What is an amortisation schedule?

An amortisation schedule shows how each payment is split between principal and interest over the loan term. Early payments are mostly interest. Later payments are mostly principal. The yearly breakdown below the calculator shows this progression.

How much does a higher interest rate add to the total?

On a $400,000 30-year mortgage, the difference between 5% and 6% interest is about $230/month and over $80,000 in total interest. Even a 0.5% rate reduction saves tens of thousands of pounds — which is why comparing lenders matters so much.

Is a 15-year or 30-year mortgage better?

A 15-year mortgage costs less in total interest and builds equity faster, but monthly payments are higher. A 30-year mortgage has lower payments but significantly higher total interest.
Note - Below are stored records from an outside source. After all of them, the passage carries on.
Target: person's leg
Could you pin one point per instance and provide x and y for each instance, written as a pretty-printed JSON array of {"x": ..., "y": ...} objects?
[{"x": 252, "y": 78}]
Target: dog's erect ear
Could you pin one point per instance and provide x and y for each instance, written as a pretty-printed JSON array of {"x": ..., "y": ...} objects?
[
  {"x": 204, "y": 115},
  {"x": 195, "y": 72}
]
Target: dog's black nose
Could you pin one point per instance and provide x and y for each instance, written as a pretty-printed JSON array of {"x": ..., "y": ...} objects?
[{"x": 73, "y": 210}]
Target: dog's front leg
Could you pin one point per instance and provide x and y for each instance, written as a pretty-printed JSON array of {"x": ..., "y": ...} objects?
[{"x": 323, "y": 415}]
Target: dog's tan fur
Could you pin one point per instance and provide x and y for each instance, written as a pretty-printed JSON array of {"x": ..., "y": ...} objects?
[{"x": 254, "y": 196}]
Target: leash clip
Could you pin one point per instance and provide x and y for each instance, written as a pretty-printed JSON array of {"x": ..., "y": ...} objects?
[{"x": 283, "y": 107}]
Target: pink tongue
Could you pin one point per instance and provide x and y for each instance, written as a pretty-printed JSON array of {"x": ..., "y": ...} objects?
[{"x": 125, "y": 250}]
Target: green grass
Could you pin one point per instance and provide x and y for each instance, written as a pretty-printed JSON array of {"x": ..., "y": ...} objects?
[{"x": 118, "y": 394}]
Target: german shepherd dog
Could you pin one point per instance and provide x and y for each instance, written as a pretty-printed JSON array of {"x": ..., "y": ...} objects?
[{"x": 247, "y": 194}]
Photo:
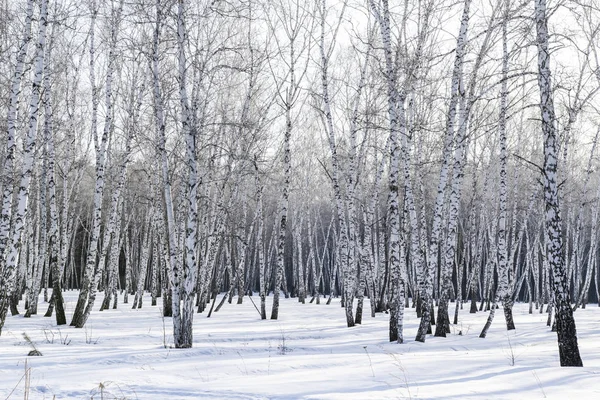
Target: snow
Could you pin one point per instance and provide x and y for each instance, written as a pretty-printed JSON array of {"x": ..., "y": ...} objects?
[{"x": 308, "y": 353}]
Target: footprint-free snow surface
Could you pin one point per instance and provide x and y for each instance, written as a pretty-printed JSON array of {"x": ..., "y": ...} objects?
[{"x": 308, "y": 353}]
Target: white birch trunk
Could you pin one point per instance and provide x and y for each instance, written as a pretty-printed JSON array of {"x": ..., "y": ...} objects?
[
  {"x": 9, "y": 269},
  {"x": 566, "y": 330}
]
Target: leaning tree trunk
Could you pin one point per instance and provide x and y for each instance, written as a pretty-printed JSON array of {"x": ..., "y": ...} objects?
[
  {"x": 53, "y": 234},
  {"x": 565, "y": 323}
]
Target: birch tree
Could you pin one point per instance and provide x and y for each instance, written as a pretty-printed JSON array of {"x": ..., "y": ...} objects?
[{"x": 565, "y": 322}]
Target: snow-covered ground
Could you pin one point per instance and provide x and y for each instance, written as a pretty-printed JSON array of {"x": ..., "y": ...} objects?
[{"x": 308, "y": 353}]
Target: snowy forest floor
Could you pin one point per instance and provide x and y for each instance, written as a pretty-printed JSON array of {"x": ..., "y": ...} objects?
[{"x": 308, "y": 353}]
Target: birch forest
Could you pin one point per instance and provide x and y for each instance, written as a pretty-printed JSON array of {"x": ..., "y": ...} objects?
[{"x": 434, "y": 157}]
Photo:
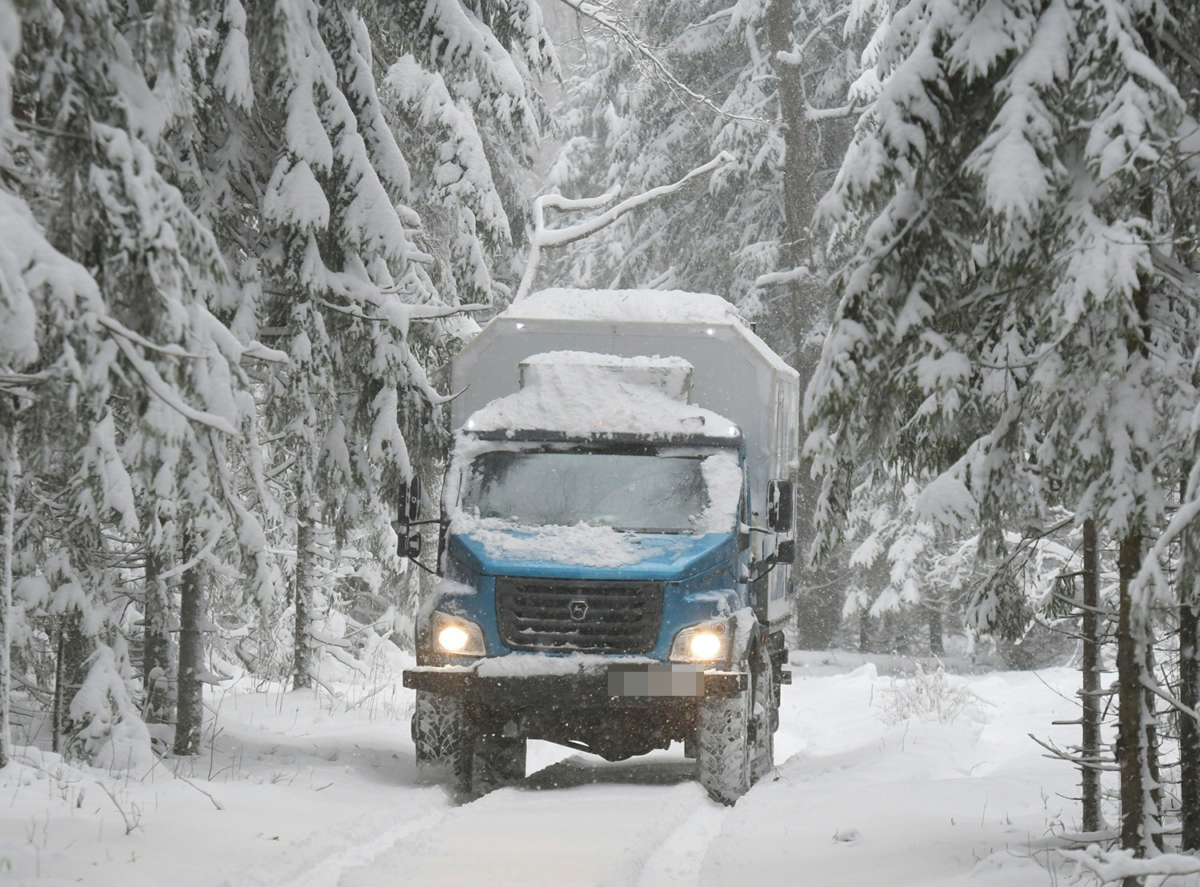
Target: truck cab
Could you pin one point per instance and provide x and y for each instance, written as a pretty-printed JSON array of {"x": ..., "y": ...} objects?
[{"x": 609, "y": 552}]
The right choice depends on your cash flow and other financial priorities.

What is the difference between mortgage calculator and loan calculator?

A mortgage calculator is specifically designed for home loans, often including property-specific factors. A general loan calculator uses the same math but applies to any amortising loan — car loans, personal loans, student loans. The payment formula is identical.